Understanding the Unconscious with Data Science
The human mind is boggling, and the way we think has yet to be understood. Popular science book “On Human Nature” by Edward O. Wilson first takes apart psychology and psychiatry as unscientific, and then explores the potential of “Sociobiology”, a rigurous study of human behaviour through quantifiable fact: biology.
But we can go beyond mapping evolutionary biology and brain chemistry to model the mind. We can hope to understand the subconscious using Data science. An instance of this kind of exploration is to find synonymous expressions with different emotional footprint, and map them to state-of-mind. Let me explain what I mean.
Imagine the following experimental setup: for each partcicipant, ask how they feel (very unhappy to very happy), then get them to listen to a recorded dialogue. Next, ask them to paraphrase something which was mentionned. By analyzing how they phrase the factual information, we can dilute the subjective perspective out of it. The original recorded sentence may be “Good soup”. Sad people are likely to say “Joey said that the soup wasn’t terrible”, and happier subjects may say “His friend said he liked the soup”.

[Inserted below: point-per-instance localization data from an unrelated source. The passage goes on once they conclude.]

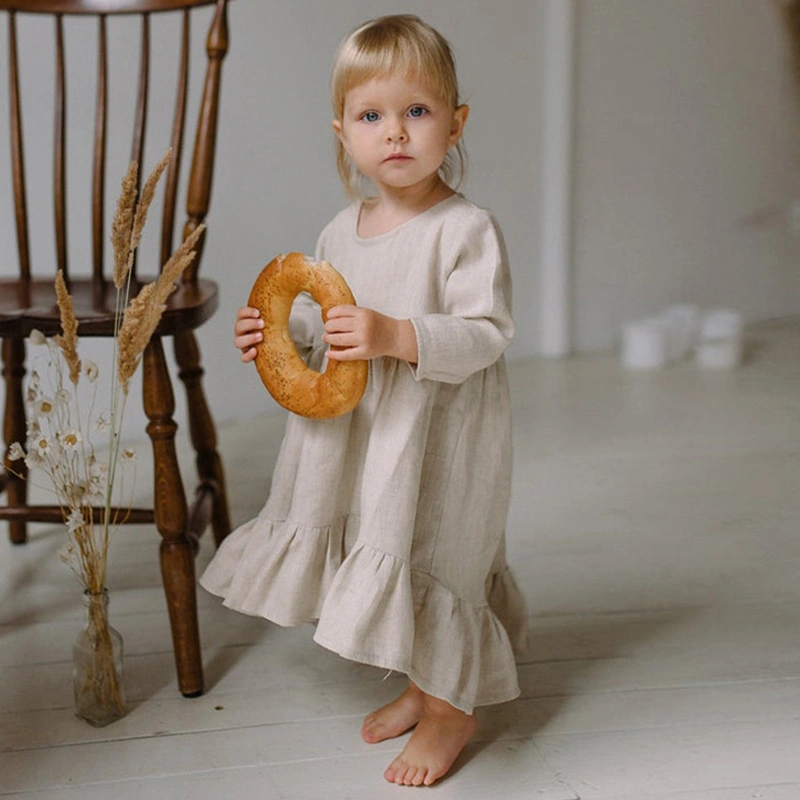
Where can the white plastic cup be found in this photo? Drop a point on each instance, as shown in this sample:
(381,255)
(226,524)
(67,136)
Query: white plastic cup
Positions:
(722,323)
(721,341)
(683,323)
(644,344)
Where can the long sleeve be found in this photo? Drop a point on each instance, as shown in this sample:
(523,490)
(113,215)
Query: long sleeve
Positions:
(475,325)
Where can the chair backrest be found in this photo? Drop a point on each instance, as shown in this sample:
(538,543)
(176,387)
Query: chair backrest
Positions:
(202,166)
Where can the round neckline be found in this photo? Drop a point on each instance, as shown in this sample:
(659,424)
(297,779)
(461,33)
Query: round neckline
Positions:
(386,234)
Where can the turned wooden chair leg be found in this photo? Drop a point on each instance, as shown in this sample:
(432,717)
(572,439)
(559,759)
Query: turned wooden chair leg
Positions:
(14,430)
(177,552)
(203,432)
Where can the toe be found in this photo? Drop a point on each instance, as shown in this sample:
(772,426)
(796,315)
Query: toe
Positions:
(395,772)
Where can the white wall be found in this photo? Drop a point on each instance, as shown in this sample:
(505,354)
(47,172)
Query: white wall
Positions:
(276,183)
(686,154)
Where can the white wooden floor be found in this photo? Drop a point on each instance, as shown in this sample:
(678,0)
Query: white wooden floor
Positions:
(655,528)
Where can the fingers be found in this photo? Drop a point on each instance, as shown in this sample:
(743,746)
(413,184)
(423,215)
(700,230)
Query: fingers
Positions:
(247,332)
(341,311)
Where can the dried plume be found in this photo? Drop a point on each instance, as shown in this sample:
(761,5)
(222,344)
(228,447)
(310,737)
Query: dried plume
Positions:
(68,341)
(122,226)
(144,312)
(146,198)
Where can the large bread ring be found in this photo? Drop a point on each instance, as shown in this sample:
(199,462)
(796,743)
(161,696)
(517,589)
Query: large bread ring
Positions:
(293,384)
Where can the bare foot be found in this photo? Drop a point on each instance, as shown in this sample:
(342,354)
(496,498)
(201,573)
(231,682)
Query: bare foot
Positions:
(395,718)
(433,747)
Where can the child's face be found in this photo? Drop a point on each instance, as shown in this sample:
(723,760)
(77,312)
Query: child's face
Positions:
(397,131)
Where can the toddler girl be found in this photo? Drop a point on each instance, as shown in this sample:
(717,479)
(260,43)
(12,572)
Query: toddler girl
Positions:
(386,526)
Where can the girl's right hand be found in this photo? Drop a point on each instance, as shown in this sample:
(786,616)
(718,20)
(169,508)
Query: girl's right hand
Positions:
(247,332)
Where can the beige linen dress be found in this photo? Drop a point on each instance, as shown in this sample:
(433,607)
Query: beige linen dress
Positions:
(386,526)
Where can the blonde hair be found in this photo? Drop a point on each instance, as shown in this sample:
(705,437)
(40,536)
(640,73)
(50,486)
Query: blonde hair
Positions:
(404,44)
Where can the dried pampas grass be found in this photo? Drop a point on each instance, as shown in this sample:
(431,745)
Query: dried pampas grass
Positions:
(144,313)
(68,340)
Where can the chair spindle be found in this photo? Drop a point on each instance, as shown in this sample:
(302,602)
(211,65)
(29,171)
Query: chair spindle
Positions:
(17,154)
(60,141)
(200,178)
(178,125)
(99,166)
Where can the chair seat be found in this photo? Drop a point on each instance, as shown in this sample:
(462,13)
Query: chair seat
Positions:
(25,306)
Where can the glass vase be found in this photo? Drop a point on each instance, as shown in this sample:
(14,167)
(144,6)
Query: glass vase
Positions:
(97,666)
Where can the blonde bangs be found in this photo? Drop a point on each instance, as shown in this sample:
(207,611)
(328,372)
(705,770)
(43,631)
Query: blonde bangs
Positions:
(398,45)
(395,45)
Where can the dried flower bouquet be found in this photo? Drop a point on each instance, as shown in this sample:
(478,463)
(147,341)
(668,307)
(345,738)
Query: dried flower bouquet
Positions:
(62,420)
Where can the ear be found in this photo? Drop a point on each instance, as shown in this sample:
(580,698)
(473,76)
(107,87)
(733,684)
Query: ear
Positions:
(339,131)
(459,121)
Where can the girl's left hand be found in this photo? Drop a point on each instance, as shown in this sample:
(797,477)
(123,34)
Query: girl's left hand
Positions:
(356,333)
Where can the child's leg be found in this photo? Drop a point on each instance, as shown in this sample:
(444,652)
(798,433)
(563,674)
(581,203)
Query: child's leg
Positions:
(439,737)
(394,718)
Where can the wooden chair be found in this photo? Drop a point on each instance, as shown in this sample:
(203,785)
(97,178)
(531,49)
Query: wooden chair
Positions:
(27,301)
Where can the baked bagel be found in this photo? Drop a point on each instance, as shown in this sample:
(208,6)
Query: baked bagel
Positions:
(293,384)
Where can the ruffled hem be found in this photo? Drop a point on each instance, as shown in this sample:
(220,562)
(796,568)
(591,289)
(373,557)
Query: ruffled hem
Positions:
(373,608)
(277,570)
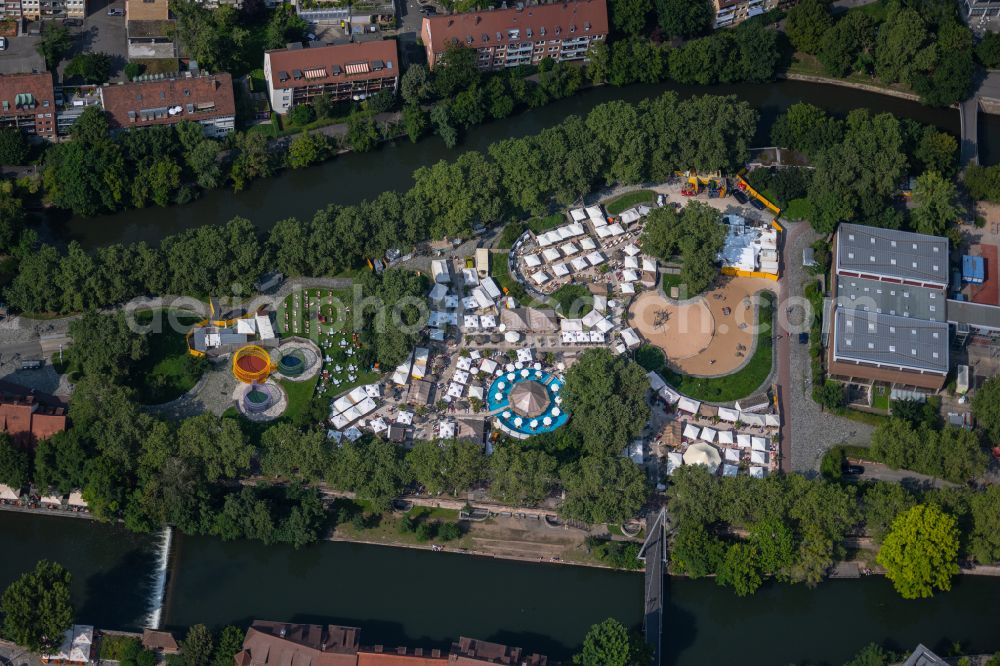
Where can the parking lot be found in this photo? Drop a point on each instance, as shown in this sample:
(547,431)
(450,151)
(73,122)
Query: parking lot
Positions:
(99,33)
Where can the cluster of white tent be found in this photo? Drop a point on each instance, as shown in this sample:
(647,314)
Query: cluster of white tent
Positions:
(562,233)
(352,406)
(749,248)
(592,328)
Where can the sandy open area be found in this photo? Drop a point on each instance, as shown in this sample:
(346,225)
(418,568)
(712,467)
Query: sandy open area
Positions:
(708,336)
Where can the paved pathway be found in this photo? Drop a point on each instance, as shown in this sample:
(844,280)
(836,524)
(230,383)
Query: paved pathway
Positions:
(808,431)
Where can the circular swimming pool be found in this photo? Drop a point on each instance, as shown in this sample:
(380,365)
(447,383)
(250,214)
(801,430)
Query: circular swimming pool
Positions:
(526,402)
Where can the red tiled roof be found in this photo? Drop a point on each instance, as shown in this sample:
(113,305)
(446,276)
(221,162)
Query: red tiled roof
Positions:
(388,659)
(199,98)
(26,421)
(561,20)
(39,86)
(333,64)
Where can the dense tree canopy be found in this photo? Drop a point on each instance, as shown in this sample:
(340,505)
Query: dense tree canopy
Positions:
(36,607)
(920,553)
(607,396)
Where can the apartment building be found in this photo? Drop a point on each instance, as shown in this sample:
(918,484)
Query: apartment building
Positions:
(344,72)
(284,644)
(27,101)
(206,99)
(502,38)
(732,12)
(36,10)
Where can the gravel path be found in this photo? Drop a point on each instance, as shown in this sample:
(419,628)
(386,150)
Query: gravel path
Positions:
(811,431)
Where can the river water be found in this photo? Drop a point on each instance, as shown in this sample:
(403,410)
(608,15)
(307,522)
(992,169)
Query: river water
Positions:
(416,597)
(423,598)
(353,177)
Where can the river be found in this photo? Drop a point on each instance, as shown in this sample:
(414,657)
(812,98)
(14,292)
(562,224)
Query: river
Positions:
(350,178)
(415,597)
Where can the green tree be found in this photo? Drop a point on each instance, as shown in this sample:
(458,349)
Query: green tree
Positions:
(607,396)
(882,502)
(197,647)
(306,149)
(694,552)
(775,546)
(610,644)
(92,67)
(451,467)
(253,159)
(15,466)
(217,444)
(988,50)
(936,204)
(37,609)
(302,114)
(284,27)
(849,45)
(684,19)
(984,540)
(806,128)
(415,85)
(986,407)
(937,151)
(371,467)
(806,23)
(14,149)
(740,569)
(920,553)
(521,476)
(54,43)
(414,122)
(629,16)
(601,490)
(362,134)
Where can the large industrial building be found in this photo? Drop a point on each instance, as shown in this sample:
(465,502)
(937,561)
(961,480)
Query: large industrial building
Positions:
(521,35)
(891,320)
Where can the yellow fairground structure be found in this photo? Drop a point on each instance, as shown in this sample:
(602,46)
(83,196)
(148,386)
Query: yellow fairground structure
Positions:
(729,270)
(745,186)
(252,364)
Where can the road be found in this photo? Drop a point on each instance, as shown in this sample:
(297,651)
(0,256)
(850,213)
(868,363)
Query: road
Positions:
(879,472)
(808,432)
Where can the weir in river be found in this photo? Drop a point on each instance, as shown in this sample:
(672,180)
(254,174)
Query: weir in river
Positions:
(158,589)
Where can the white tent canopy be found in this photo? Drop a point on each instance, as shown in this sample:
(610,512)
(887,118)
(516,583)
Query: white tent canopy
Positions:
(703,454)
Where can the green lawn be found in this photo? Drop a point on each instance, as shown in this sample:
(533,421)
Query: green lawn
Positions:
(626,201)
(168,371)
(294,318)
(737,385)
(500,274)
(299,396)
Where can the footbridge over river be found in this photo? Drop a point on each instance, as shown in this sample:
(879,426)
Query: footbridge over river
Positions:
(654,554)
(969,114)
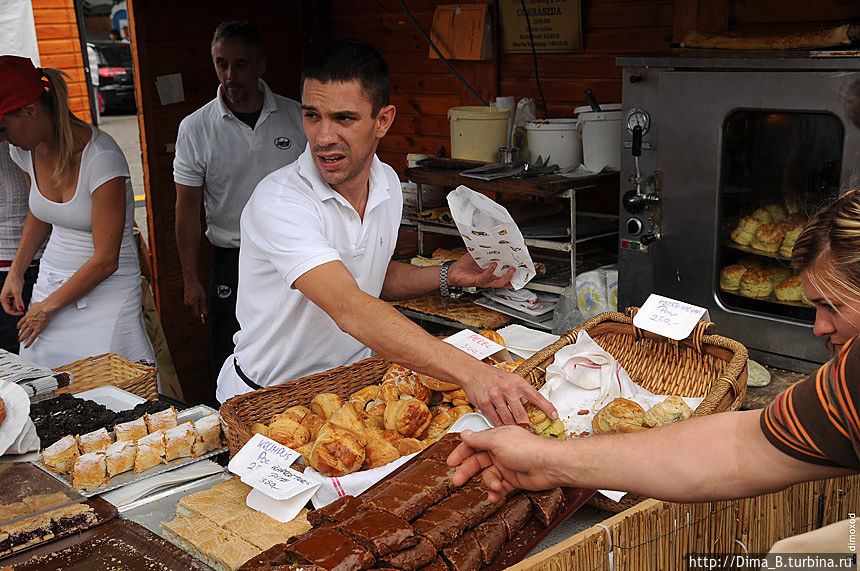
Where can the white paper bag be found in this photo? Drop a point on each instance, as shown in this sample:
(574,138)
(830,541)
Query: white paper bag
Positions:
(491,235)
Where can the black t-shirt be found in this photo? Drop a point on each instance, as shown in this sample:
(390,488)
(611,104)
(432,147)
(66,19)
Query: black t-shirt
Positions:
(250,119)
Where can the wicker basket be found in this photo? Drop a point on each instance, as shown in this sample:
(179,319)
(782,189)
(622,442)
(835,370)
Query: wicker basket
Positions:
(703,365)
(111,369)
(242,411)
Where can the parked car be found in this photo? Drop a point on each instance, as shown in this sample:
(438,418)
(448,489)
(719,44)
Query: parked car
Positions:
(116,76)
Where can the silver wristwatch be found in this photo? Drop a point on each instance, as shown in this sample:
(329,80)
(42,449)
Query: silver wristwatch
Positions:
(450,292)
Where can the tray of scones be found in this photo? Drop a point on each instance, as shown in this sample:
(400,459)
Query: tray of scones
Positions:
(98,461)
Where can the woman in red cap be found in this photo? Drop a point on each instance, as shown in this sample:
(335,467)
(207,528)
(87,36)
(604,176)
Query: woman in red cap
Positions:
(86,300)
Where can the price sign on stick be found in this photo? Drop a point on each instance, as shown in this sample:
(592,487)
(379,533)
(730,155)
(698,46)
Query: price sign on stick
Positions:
(669,317)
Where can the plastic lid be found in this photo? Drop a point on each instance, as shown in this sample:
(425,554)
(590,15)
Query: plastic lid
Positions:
(603,107)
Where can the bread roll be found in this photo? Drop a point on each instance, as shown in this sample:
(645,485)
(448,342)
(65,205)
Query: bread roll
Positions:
(337,452)
(325,404)
(285,429)
(408,417)
(620,415)
(670,410)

Utterances can be mapped to an embedding which separates meaning from expression, and the way a phrase has been expressed can then be mapped to the happy/sad information we started with. This way, through established methods of machine learning and natural language processing, we may extract the emotional information carried by subtleties in speech. And whether we are happy or sad is just the first of many dimensions.
I believe that this framework can be extended to help us analyze a lot of what’s happening in the human mind beyond the objective information we communicate, and beyond what we ourselves know we are expressing to others. It can take us away from a sensible but ungrounded theory of psychology, where a list of words is associated to a state of mind because Jung hypothesized it is so, and into the realm of quantifiable science, where the words for a given state of mind can be correlated to the state of mind with a grounding in data and a verifiable p-value.